The alleged attacks happened in the Inverkip area of Renfrewshire where two female roe deer were found with wounds officers believe to have been caused by a dog.
Both animals were likely pregnant with twins, according to police, and had to be humanly killed due to the severity of their injuries.
The grim discovery has prompted a warning from police to pet owners about the risks and dangers that out of control dogs can have on livestock and wildlife.
A police spokeswoman said: “With the arrival of spring it is timely to remind dog owners of their responsibilities when walking their dog in the countryside particularly on or around farmland.
"Lambing season has begun and roe deer will also be having fawns soon as well.
"Police Scotland have been made aware of two Incidents occurring recently in the Inverkip area whereby female roe deer have been found badly injured bearing wounds highly likely to have been caused by a dog attack."

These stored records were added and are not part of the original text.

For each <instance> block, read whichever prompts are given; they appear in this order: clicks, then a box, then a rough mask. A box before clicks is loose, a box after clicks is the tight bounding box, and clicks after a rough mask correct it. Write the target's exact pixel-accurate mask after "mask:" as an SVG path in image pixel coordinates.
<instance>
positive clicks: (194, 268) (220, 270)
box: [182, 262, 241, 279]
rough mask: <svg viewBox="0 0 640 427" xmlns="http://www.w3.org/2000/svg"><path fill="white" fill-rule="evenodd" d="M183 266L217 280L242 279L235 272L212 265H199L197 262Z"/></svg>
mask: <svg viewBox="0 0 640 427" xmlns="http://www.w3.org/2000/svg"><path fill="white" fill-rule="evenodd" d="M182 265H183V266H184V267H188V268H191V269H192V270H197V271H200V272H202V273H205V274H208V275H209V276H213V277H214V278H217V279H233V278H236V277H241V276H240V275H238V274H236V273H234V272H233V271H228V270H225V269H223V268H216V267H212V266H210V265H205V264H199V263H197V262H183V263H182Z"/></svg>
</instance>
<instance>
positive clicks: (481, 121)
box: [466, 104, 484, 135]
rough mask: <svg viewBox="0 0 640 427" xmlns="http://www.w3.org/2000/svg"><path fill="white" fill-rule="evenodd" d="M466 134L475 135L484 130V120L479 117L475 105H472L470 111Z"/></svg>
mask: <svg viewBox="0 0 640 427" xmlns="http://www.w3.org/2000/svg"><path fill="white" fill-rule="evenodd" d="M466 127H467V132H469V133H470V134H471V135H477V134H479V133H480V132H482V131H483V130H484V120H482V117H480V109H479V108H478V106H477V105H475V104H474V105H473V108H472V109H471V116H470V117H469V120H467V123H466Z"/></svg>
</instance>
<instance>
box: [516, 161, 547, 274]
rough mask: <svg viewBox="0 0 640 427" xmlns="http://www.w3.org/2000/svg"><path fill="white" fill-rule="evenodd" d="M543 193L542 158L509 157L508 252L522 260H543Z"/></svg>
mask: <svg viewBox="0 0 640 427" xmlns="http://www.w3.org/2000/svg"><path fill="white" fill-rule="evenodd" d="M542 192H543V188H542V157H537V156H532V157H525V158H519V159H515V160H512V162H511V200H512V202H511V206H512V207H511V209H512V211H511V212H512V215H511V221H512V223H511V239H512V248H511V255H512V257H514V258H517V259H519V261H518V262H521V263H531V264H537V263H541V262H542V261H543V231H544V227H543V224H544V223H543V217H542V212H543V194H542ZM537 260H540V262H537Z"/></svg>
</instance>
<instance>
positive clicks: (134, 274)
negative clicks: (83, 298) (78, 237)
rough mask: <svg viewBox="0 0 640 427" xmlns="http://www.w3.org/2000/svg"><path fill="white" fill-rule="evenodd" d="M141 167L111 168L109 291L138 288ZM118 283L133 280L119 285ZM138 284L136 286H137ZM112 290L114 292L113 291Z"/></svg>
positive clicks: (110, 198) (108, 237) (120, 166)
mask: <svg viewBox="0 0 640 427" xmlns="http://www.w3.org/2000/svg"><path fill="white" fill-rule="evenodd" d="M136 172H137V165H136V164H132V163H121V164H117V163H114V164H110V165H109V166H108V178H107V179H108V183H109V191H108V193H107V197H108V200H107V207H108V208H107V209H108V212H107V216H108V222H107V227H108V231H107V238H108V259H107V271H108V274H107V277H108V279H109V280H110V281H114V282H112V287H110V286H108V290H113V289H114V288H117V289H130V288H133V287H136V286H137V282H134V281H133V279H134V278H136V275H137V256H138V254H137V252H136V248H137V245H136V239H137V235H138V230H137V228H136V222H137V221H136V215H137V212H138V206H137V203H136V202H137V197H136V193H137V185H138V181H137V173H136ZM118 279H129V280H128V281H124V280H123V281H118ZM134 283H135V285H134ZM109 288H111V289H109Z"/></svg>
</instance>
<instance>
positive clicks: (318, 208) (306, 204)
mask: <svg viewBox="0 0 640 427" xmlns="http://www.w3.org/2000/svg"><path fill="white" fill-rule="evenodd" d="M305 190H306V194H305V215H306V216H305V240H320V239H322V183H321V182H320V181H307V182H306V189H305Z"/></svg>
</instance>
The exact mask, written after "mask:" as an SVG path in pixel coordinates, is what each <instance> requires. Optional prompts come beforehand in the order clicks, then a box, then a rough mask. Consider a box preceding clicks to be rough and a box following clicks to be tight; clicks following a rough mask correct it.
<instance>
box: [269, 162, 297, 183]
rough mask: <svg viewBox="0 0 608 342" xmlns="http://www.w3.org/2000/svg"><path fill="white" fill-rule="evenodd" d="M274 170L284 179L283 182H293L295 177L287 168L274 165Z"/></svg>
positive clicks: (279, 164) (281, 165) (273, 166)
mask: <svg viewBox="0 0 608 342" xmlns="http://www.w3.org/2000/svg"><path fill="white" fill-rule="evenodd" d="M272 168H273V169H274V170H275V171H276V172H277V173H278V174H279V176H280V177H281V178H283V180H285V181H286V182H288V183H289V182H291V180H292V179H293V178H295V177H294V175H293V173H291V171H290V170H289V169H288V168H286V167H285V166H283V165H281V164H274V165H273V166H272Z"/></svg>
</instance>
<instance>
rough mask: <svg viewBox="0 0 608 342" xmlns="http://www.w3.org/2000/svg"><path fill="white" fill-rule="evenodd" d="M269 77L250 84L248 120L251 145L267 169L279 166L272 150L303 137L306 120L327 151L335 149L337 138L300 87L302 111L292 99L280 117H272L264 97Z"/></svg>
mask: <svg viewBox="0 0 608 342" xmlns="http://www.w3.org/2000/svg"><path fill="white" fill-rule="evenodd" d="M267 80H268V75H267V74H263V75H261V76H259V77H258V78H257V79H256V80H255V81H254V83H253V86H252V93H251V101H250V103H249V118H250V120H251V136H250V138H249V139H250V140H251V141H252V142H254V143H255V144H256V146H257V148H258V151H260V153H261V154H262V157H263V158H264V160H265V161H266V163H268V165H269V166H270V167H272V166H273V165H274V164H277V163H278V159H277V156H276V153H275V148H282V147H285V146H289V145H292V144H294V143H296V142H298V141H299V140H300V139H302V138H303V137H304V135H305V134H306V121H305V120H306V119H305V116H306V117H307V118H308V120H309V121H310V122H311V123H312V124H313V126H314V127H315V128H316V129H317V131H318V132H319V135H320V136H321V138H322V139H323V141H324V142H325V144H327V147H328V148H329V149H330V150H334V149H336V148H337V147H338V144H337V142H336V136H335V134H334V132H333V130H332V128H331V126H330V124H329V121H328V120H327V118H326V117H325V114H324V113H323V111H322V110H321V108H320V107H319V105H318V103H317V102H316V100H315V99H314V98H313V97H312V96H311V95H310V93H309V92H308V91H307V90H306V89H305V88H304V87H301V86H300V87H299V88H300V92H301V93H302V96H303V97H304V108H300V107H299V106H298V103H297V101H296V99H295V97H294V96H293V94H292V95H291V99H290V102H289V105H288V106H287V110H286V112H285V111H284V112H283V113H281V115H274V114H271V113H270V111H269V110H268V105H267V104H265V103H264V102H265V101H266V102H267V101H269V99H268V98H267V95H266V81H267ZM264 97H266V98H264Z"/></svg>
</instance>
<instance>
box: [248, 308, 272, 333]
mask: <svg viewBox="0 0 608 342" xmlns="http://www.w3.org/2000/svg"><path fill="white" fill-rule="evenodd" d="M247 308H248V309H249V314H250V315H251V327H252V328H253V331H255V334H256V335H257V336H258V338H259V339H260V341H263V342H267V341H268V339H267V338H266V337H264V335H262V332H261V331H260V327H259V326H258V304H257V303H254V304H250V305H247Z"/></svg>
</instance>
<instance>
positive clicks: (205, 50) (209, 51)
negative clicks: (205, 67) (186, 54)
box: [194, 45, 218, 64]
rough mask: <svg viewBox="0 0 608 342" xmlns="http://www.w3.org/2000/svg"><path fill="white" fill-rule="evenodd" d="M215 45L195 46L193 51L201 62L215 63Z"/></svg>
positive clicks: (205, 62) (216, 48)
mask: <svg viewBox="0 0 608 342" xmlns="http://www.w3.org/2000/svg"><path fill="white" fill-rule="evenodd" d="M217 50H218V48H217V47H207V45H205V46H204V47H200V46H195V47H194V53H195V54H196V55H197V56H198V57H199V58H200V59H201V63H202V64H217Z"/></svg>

The warning reminded pet owners that it is a criminal offence to allow dogs to chase, harass, injure or kill any wild animal or to worry livestock.

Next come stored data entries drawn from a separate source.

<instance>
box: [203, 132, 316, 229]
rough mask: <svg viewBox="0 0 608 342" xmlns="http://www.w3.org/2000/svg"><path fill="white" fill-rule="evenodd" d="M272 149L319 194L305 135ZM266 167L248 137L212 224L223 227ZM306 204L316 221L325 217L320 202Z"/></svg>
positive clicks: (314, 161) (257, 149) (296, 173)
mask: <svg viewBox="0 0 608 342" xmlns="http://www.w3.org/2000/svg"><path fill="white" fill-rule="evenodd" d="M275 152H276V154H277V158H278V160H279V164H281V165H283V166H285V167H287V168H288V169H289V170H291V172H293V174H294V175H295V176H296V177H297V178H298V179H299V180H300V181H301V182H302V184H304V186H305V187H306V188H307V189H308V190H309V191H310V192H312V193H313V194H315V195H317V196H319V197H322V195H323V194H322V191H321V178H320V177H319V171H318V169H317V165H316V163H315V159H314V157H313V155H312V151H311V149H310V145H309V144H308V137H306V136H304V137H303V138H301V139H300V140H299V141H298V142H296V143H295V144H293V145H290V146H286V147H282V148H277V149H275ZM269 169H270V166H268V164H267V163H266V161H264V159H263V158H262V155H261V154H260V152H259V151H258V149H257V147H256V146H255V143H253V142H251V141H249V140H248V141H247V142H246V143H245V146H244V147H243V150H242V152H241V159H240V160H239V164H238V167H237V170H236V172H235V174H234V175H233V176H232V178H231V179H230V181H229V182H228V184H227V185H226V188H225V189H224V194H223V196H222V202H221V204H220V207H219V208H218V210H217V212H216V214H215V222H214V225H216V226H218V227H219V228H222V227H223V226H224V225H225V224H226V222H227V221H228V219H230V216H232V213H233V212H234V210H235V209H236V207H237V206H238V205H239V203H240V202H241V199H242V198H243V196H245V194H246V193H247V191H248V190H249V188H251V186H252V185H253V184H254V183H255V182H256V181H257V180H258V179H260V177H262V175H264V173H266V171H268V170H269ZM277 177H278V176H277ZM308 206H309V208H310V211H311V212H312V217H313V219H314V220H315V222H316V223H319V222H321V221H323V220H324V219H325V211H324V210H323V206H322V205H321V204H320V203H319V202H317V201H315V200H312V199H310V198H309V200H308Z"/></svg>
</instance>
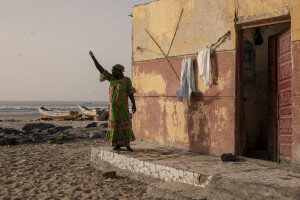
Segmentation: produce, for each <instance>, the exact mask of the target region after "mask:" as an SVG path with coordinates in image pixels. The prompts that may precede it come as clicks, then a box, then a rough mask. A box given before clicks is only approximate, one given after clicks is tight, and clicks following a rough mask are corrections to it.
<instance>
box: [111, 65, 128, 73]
mask: <svg viewBox="0 0 300 200" xmlns="http://www.w3.org/2000/svg"><path fill="white" fill-rule="evenodd" d="M112 69H118V70H121V72H124V70H125V67H124V66H123V65H120V64H116V65H114V66H112Z"/></svg>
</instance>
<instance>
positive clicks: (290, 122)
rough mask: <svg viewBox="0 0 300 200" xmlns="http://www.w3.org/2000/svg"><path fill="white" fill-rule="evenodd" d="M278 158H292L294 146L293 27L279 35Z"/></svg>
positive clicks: (278, 40) (281, 158) (277, 88)
mask: <svg viewBox="0 0 300 200" xmlns="http://www.w3.org/2000/svg"><path fill="white" fill-rule="evenodd" d="M277 71H278V73H277V84H278V85H277V95H278V97H277V101H278V103H277V106H278V112H277V113H278V116H277V118H278V121H277V134H278V136H277V137H278V159H279V160H291V156H292V155H291V153H292V151H291V148H292V135H293V131H292V87H291V86H292V85H291V84H292V80H291V75H292V62H291V29H290V28H288V29H286V30H283V31H282V32H280V33H279V34H278V35H277Z"/></svg>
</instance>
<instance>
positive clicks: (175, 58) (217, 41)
mask: <svg viewBox="0 0 300 200" xmlns="http://www.w3.org/2000/svg"><path fill="white" fill-rule="evenodd" d="M229 34H230V31H227V32H226V33H225V34H224V35H223V36H221V37H220V38H219V39H218V41H216V42H215V43H213V44H211V45H210V48H211V47H213V46H215V45H216V44H218V43H219V42H220V41H221V39H223V38H224V37H225V36H227V35H229ZM207 47H208V46H207ZM136 49H138V50H144V51H149V52H152V53H155V54H158V55H162V56H165V55H164V54H162V53H158V52H155V51H151V50H149V49H146V48H143V47H141V46H137V47H136ZM192 55H197V53H194V54H192ZM194 57H196V56H194ZM194 57H193V58H194ZM168 58H170V57H169V56H168ZM172 58H174V59H178V60H183V59H182V58H175V57H172Z"/></svg>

Those who commit the crime can face fines of up to £40,000 or 12 months imprisonment, according to the Protection of Livestock Scotland Bill.
She added: "The owner of the livestock or a person acting on their behalf can legally shoot a dog harassing or attacking sheep If the dog cannot be quickly brought under control.
"Dogs must be kept on close control and or on a lead at all times. If you are unable to call your dog back to you whenever required then you should simply not let your dog off the lead. Dogs are not ‘just being friendly, or wanting to play’ when they chase sheep or deer they are blindly following their instinct to hunt and kill, even if they are unskilled at doing so.
"Please be responsible and do not let your dog run off lead out of control.”